Usage-Based Billing: Solving the Bandwidth Wars

No matter what happens regarding the current argument over internet bandwidth restrictions, limits are coming. Someone has to pay for the increased use of the Net. Hands up everyone who’s ever used the phrase “I don’t have the bandwidth for this!” You know you have. It’s become part of the business lexicon. Well, now it appears it’s going to actually be true. Unless something is done soon, you may really not have the bandwidth, period.

Should people using the Internet as a plaything pay for this privilege?

No matter what happens regarding the current argument over internet bandwidth restrictions, limits are coming. Someone has to pay for the increased use of the Net.

Hands up everyone who’s ever used the phrase “I don’t have the bandwidth for this!”

You know you have. It’s become part of the business lexicon. Well, now it appears it’s going to actually be true. Unless something is done soon, you may really not have the bandwidth, period.

I’m referring, of course, to the current fight going on in Ottawa over bandwidth restrictions the big Internet infrastructure providers want to impose on the resellers who use their bandwidth to provide Internet services.

Companies like Shaw, Rogers, and Bell want to install caps on the bandwidth the resellers use, and charge a goodly sum for anything over the caps. The resellers are screaming, naturally, and even the federal government is getting in on it by demanding an accounting from the Canadian Radio Television Commission (CRTC), the telecommunications regulator, for approving the move.

Right they should. The move is a gouge, pure and simple, and an attempt to corral all Internet use through their own systems.

But it also raises other issues. Such as, should infrastructure providers be expected to provide unlimited use of their systems by an increasing number of Internet users who are merrily downloading movies, television shows, games, and other bandwidth-gobbling activities?

And there’s also the sticky little issue of who’s going to pay for it all.  

Oh, that. Get used to it. This decision only put the ball in play and, despite what happens this time around, the issue is going to come up again and again as ever more uses are found for the Internet.

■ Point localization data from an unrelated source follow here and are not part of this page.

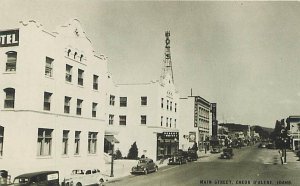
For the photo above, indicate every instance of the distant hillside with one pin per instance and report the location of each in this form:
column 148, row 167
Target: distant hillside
column 262, row 131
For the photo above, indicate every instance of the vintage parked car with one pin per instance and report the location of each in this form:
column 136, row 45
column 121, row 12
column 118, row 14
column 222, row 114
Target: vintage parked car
column 192, row 155
column 49, row 178
column 179, row 157
column 80, row 177
column 4, row 178
column 227, row 153
column 215, row 149
column 145, row 165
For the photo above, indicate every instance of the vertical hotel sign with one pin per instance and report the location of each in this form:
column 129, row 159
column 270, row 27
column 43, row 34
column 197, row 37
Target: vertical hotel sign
column 214, row 119
column 196, row 113
column 9, row 38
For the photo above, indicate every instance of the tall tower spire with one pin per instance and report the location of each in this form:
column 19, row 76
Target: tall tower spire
column 167, row 62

This isn’t a popular issue for debate. The general thinking is that if we’re to be a modern country with a strong telecommunications system that fosters innovative business, the Internet should be unrestricted for all. Certainly, the columnists have been weighing in against the “evil” providers.

So here’s my proposal. If it’s a national asset, then the government should control it.

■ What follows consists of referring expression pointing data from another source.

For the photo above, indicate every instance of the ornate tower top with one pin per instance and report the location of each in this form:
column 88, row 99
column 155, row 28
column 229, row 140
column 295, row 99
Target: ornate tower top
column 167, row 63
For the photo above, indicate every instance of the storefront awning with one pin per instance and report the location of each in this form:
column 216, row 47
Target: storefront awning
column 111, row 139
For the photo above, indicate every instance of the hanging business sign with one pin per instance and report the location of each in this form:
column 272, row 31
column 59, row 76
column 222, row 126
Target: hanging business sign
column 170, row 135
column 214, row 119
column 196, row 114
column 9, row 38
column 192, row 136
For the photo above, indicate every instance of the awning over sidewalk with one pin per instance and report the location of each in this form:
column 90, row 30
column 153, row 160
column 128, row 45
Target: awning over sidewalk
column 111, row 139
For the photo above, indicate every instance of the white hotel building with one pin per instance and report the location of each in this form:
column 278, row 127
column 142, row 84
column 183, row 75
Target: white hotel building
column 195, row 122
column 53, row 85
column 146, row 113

Legislate that providers offer unlimited Internet use to everybody who wants it. But tax it at a certain rate of provision. When more is used, then the providers get some tax relief. The relief can then be recovered from those who use more than others.

To me this is the only fair way to regulate internet use. Like many people, I never break my bandwidth limits because I’m not downloading and watching movies on my computer a couple of times a day.

My proposal doesn’t mean the government should become the gouger instead of the private corporations. There will have to be some sense about it all so as not to stifle Internet use.

The Internet is essential to our business and communications structures, and it will be ever more so in future. But those who insist on using their computers as playthings, or entertainment, or because they’re completely addicted, should pay for the privilege.

Bandwidth is a national asset, and it should be controlled by the people, who are represented by the government. Not by a select group of corporations who are fighting over the spoils, or by a few users who out-use everybody else.